Verbo muy yucateco para cuando el calor y la humedad te pegan tan duro que te dejan aplastado, sin energía y con cero ganas de moverte. Es como decir que el bochorno te apaga el alma y te vuelve lento. Si estás achocado, lo único que quieres es sombra, agua fría y que nadie te hable.
En Yucatán achocar es ponerse todo penoso, apenado o incómodo por algo que te da mucha vergüenza, como cuando quisieras que te trague la tierra y desaparecer. Es ese momento en que te ardes de la cara y ya no sabes ni dónde meter la mirada. Y la neta, a todos nos ha achocado alguna vez.
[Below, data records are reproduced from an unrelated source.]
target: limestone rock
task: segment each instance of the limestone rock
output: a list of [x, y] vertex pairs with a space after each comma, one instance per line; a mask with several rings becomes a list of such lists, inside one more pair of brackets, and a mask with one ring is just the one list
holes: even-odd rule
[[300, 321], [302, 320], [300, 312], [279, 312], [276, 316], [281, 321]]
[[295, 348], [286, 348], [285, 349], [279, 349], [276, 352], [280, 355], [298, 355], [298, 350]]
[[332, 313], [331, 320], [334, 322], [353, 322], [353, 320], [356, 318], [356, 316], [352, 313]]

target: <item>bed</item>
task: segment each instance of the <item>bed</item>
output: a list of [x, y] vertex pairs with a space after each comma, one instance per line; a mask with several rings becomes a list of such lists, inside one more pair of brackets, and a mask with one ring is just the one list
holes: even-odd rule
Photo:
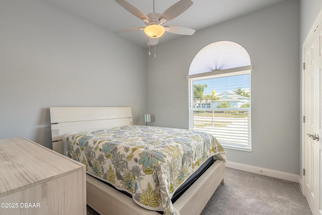
[[[209, 142], [201, 138], [208, 134], [133, 125], [128, 107], [51, 107], [50, 118], [53, 149], [86, 165], [87, 203], [99, 213], [198, 214], [224, 183], [224, 151], [215, 138]], [[202, 146], [192, 151], [196, 141]], [[181, 145], [189, 149], [183, 151]], [[173, 203], [170, 199], [181, 183], [213, 159]], [[174, 166], [179, 169], [169, 170]]]

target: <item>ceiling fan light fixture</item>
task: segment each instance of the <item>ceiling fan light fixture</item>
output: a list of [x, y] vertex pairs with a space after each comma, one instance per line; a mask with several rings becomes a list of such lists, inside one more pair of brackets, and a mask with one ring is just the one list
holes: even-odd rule
[[149, 37], [157, 38], [165, 33], [165, 29], [163, 26], [155, 24], [148, 25], [144, 28], [144, 33]]

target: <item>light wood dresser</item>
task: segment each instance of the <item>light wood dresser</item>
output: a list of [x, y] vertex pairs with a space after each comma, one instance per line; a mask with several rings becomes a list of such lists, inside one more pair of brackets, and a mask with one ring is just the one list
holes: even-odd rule
[[0, 214], [85, 215], [86, 170], [23, 137], [0, 139]]

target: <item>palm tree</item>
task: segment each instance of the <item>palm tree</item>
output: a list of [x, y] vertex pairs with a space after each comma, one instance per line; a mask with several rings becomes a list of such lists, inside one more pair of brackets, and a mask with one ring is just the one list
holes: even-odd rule
[[[204, 96], [205, 99], [206, 99], [206, 103], [207, 101], [209, 100], [210, 100], [211, 104], [213, 104], [216, 101], [219, 100], [220, 98], [218, 96], [215, 96], [215, 94], [216, 93], [216, 91], [213, 90], [211, 91], [211, 95], [206, 95]], [[214, 126], [214, 119], [215, 116], [215, 111], [212, 111], [212, 118], [211, 119], [211, 126]]]
[[239, 87], [236, 89], [236, 91], [233, 92], [237, 95], [239, 95], [239, 96], [244, 96], [244, 97], [250, 98], [250, 93], [249, 92], [246, 92], [245, 90], [242, 90], [242, 89]]
[[193, 102], [194, 107], [196, 107], [197, 105], [197, 99], [199, 99], [200, 101], [200, 108], [201, 108], [201, 103], [203, 99], [203, 91], [205, 88], [208, 87], [208, 85], [204, 84], [193, 85]]

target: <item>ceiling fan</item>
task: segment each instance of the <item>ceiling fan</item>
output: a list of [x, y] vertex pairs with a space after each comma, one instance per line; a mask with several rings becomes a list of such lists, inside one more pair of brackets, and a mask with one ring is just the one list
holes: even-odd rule
[[154, 12], [154, 0], [153, 0], [153, 12], [147, 15], [125, 0], [115, 1], [124, 9], [143, 21], [145, 24], [144, 27], [120, 30], [114, 32], [115, 33], [137, 30], [144, 31], [145, 34], [149, 37], [147, 44], [155, 45], [157, 44], [159, 37], [163, 35], [165, 31], [183, 35], [192, 35], [196, 31], [195, 30], [183, 26], [164, 25], [167, 22], [178, 17], [190, 8], [193, 4], [191, 0], [180, 0], [167, 9], [162, 14]]

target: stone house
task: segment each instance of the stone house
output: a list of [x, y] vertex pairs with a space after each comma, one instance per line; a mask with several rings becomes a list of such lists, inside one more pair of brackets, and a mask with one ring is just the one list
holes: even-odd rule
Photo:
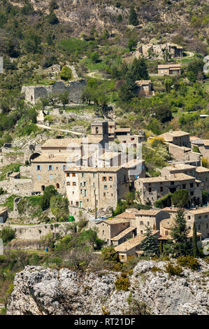
[[159, 76], [180, 76], [180, 64], [166, 64], [157, 66], [157, 72]]
[[175, 163], [171, 166], [165, 167], [161, 170], [161, 176], [168, 176], [172, 174], [183, 173], [187, 175], [193, 176], [201, 181], [203, 189], [209, 192], [209, 169], [204, 167], [196, 167], [190, 164]]
[[21, 92], [24, 94], [25, 100], [33, 104], [41, 97], [47, 97], [50, 93], [59, 94], [64, 92], [69, 93], [69, 103], [81, 103], [85, 87], [85, 79], [73, 80], [67, 83], [57, 80], [49, 85], [23, 85]]
[[[162, 240], [163, 241], [166, 242], [166, 240], [171, 239], [171, 229], [174, 225], [173, 218], [168, 218], [168, 219], [164, 219], [160, 223], [160, 237], [159, 240]], [[190, 226], [189, 225], [189, 227]], [[196, 232], [197, 236], [197, 246], [199, 248], [201, 248], [202, 246], [202, 236], [201, 233], [199, 232]], [[192, 242], [192, 237], [193, 237], [193, 227], [190, 229], [187, 234], [187, 241]]]
[[129, 190], [129, 173], [120, 167], [75, 167], [65, 170], [66, 195], [71, 206], [94, 209], [115, 209]]
[[201, 181], [203, 190], [209, 193], [209, 169], [202, 166], [197, 167], [195, 177]]
[[140, 209], [135, 214], [135, 219], [131, 220], [131, 225], [136, 226], [137, 234], [143, 234], [146, 226], [153, 230], [159, 230], [160, 222], [169, 218], [169, 214], [161, 209]]
[[[131, 128], [120, 128], [117, 127], [115, 121], [108, 121], [108, 140], [113, 141], [117, 139], [120, 143], [134, 145], [141, 143], [146, 139], [143, 130], [139, 131], [138, 135], [131, 134]], [[136, 146], [135, 146], [136, 147]]]
[[134, 182], [138, 200], [143, 204], [147, 202], [154, 205], [155, 201], [170, 192], [187, 189], [190, 194], [191, 204], [202, 202], [201, 182], [195, 177], [178, 173], [165, 176], [138, 178]]
[[151, 80], [138, 80], [135, 81], [135, 83], [137, 85], [138, 96], [152, 96], [154, 94]]
[[[153, 231], [153, 234], [159, 237], [159, 231]], [[115, 247], [121, 262], [127, 262], [129, 256], [139, 256], [143, 253], [140, 250], [141, 242], [144, 240], [143, 235], [136, 235], [132, 239]]]
[[196, 232], [201, 234], [202, 238], [209, 237], [209, 206], [203, 206], [197, 209], [187, 210], [185, 217], [188, 225], [193, 229], [194, 222], [196, 223]]
[[41, 155], [31, 161], [33, 192], [43, 192], [46, 186], [54, 185], [59, 193], [66, 192], [64, 170], [68, 155]]
[[[134, 231], [134, 227], [130, 228], [129, 220], [124, 218], [115, 218], [101, 220], [96, 223], [96, 227], [98, 237], [104, 240], [108, 246], [117, 244], [120, 240], [128, 238], [129, 236], [132, 237], [131, 232]], [[121, 237], [118, 237], [120, 234]]]
[[196, 145], [198, 146], [201, 155], [209, 159], [209, 139], [192, 139], [191, 144], [192, 146]]
[[158, 137], [162, 137], [165, 142], [172, 143], [178, 146], [185, 146], [190, 148], [191, 143], [189, 136], [190, 134], [189, 132], [182, 132], [181, 130], [170, 130], [169, 132], [161, 134], [159, 135]]
[[5, 223], [8, 218], [8, 209], [6, 206], [0, 206], [0, 223]]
En Campeche se usa para decir que te topaste con alguien o que chocaste con una persona sin querer, normalmente de forma casual y sin mala onda. Es como “me lo encontré” pero con sabor local, a veces literal de ir distraído y pegar el llegue. Suena muy de calle y bien campechano.
Se refiere a caer en un profundo sueño o siesta, generalmente después de una buena comida. No es solo dormitar; es como si te hubieran apagado todo el sistema.